Choose a reason for hiding this comment

The reason will be displayed to describe this comment to others. Learn more.

I am still confused as to whether this supports nested field access through lambda parameters.

If by nested access you mean accessing nested fields of a lambda parameter inside the body, for example
($0) -> $0.a.[0].hello then I think that is broken here actually. That might be fine for now and we can treat it is a follow-up item, but we should detect if we have a nested field lookup happening by checking to to content of reference.getDirectReference().getStructField().getChild(); If it's empty, there is only a direct reference to the lambda param. If it's not empty we can blow up.

To @Slimsammylim's we point, to handle this correctly we would need to use getDirectReferenceSegments(reference.getDirectReference()) to create the list of reference segments and then re-use some of the other constructors.

Copy link
Author

Choose a reason for hiding this comment

The reason will be displayed to describe this comment to others. Learn more.

ok I will add a check and go back to it in a follow up pr.

@vbarua
Copy link
Member

vbarua commented Mar 6, 2026

So I was trying to test this by reading in the test plans from https://github.com/substrait-io/substrait-go/tree/main/expr/testdata/lambda, but then I realized that we were not loading in the functions_list.yaml extensions, and then I realize that we cannot load the extensions because the ANTLR parser hasn't been updated.

I made a PR to do just that, because it's very out of date and required a little extra care #728. Once that's in, I can use the test vectors to help verify this work. We also need that PR anyways, because we can't load any of the functions that use lambdas without it 😓

@vbarua
Copy link
Member

vbarua commented Mar 10, 2026

I made a PR into this PR as part of understanding how it works, and fixing a small gap when loading Substrait plans with lambdas: limameml#1

Copy link
Member

@vbarua vbarua left a comment

Choose a reason for hiding this comment

The reason will be displayed to describe this comment to others. Learn more.

Started taking a more thorough look and found a couple of others things. I'll continue reviwing this tomorrow.

Comment on lines +772 to +773
// TO DO: fix Lambda return type once this issue
// https://github.com/substrait-io/substrait/issues/976 is resolved
Copy link
Member

Choose a reason for hiding this comment

The reason will be displayed to describe this comment to others. Learn more.

Suggested change
// TO DO: fix Lambda return type once this issue
// https://github.com/substrait-io/substrait/issues/976 is resolved
// TODO: Type.Func nullability is hardcoded to false here because the spec does not allow for
// declaring otherwise.
// See: https://github.com/substrait-io/substrait/issues/976

Being a bit more precise about what the issue is, and what the implications are in the code.

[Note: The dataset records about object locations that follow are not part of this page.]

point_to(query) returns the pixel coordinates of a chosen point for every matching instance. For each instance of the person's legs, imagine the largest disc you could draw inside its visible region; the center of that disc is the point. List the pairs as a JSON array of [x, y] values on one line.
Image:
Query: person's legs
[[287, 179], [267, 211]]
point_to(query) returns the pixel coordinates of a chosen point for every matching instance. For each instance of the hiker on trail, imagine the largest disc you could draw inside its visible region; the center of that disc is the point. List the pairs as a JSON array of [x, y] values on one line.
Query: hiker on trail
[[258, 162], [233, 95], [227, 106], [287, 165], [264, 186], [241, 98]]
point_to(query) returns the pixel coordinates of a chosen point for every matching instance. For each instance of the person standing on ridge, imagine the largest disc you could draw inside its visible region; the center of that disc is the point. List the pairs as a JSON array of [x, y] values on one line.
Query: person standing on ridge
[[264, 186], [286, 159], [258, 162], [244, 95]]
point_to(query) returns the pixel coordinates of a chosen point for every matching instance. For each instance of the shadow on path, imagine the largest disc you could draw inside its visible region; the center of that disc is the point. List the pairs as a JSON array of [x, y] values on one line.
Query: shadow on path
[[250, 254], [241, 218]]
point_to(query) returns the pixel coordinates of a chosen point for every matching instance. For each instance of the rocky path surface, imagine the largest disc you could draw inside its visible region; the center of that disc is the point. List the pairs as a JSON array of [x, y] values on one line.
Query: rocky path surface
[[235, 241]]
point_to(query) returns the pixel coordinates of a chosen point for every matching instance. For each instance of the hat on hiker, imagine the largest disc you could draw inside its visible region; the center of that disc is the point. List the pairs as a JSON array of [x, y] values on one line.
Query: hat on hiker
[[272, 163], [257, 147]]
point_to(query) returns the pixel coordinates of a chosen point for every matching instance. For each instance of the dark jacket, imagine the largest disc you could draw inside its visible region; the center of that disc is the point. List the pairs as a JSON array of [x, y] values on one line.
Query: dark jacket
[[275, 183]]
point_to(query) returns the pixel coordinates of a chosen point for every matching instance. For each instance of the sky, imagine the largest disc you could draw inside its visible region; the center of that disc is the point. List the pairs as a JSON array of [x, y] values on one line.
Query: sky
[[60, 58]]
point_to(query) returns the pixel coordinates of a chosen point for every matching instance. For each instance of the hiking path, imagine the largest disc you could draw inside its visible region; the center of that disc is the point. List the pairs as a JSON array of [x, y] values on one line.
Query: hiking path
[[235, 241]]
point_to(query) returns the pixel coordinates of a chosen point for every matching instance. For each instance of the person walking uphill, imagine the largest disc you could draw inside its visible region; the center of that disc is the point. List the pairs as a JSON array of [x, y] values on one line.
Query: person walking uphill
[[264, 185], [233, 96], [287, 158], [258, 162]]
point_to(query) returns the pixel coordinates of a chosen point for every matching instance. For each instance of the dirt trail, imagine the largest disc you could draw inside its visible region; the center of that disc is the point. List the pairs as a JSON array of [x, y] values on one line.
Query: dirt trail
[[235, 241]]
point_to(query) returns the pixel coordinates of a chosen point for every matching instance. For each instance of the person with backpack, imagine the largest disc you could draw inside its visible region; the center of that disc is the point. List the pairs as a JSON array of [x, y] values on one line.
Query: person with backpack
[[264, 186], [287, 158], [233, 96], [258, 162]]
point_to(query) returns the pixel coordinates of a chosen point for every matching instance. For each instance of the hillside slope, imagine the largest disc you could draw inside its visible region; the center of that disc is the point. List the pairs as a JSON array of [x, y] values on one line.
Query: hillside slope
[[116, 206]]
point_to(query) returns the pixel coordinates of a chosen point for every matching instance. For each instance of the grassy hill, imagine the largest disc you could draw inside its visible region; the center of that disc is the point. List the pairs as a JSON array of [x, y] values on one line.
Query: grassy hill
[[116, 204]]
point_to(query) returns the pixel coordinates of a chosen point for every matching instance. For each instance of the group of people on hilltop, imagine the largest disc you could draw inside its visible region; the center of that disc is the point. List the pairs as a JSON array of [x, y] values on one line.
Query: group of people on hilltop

Comment on lines +248 to +249
return type.parameterTypes().stream().mapToInt(p -> p.accept(this)).sum()
+ type.returnType().accept(this);
Copy link
Member

Choose a reason for hiding this comment

The reason will be displayed to describe this comment to others. Learn more.

This visitor is used to determine how many names are needed for a ReadRel based on the schema.

For example, a table with row type struct<i8, i16, i32> needs 3 names. A table like struct<i8, struct<i16, i32>, i64> needs 5 names, because in Substrait we name every struct field. For full details see https://substrait.io/types/named_structs/#determining-names

Now, given something like struct<i8, func<...>, i32> we don't need to look inside the func for names. The type of the column is just func, and none of the parameters to the func can be reference by name.

All of this is to say that this can just be 0.

Suggested change
return type.parameterTypes().stream().mapToInt(p -> p.accept(this)).sum()
+ type.returnType().accept(this);
return 0;

@Override
public String visit(Expression.Lambda expr, EmptyVisitationContext context)
throws RuntimeException {
return "<Lambda>";
Copy link
Member

Choose a reason for hiding this comment

The reason will be displayed to describe this comment to others. Learn more.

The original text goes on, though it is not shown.